The woman, who Gawker identifies as "60-year-old Erika Winchester of Hingham, Mass." began cursing at him, calling him the "n" word, and ranting about the low intelligence of black people. She says in the video that black women are against black men and so is everyone else. Also, she warns him that when the white people find out how Jean's treated her, they'll beat him.
Generally, she portrays black men to him as having a hopeless existence in the world, and, of course, she tells him that black men's lowly state is their own fault. The woman was clearly projecting her fears and self-loathing onto Jean and black men, but she may have thought what she said made sense as she vomited onto the postal worker the negative image of black men from mainstream media that some whites and blacks have internalized. And we have only to listen to this Tea Party pundit on a news network speaking of African men working in the post office to see that this woman is not alone in her nasty attitude. (Winchester's older photo comes from Gawker.)
Through research, I've learned that the incident happened in 2009, but recently blew up on the Net with posts such as the one at Gawker and more at other websites, such as BlackAmericaWeb. The first Gawker has a headline calls Winchester "a Volvo-driving racist." The article says further that she is "a speech coach and citizen police academy graduate."

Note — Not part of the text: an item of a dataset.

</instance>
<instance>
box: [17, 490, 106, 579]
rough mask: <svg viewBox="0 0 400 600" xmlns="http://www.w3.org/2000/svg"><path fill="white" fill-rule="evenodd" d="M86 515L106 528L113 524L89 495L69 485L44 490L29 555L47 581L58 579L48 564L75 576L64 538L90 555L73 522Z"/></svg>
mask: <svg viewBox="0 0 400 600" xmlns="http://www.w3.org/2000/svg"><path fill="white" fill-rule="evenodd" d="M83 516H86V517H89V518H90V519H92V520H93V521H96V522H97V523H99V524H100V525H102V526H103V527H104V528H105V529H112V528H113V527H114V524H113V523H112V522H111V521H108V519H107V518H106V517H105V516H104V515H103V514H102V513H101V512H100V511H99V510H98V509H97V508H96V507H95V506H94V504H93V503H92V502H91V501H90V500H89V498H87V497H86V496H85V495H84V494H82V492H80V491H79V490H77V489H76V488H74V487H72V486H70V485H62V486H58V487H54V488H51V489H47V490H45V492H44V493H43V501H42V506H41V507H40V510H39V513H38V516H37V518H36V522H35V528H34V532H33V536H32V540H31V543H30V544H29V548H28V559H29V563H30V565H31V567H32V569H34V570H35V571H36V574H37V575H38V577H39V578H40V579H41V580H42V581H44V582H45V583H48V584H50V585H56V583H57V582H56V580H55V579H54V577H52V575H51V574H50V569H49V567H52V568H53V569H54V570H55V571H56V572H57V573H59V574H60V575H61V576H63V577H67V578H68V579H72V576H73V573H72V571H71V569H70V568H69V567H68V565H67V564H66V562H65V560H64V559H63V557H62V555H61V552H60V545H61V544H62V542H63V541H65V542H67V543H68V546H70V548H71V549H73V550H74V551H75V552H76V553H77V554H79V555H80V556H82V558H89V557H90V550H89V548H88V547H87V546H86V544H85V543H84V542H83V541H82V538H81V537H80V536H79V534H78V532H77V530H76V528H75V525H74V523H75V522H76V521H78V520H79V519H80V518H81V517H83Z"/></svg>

Some of her neighbors, according to Gawker, have come forward and called her "a nut." Well, she sounds like one in the video, right? So, maybe the mailman catching her on video can be seen as a kind of intervention from the universe, a shout to Erika to see herself as others see her so she will reform.
Whatever message a higher power may have for this woman, a Gawker update says that after the video went viral, people were so outraged that Ms. Winchester had to be put under police protection.
Per the Boston Globe, the police also took action against Winchester gone wild:
Peraino said Jean refused to press charges right after the video was recorded on Oct. 13, 2009. But Peraino said after seeing the video police went ahead on their own with a charge of assault and battery as a hate crime. Jean then wouldn't testify against Winchester at a probable cause hearing a few weeks later, Peraino said.A magistrate decided that the charges will go away if Winchester stays out of trouble for a year.
"I think he felt compassion for her, because he knew her as a regular customer on his route," Peraino said.
Jean has reportedly said he was fired over the incident. The Boston Globe reports that the United States Post Office says, however, his dismissal was unrelated to his filming Winchester and his being assaulted.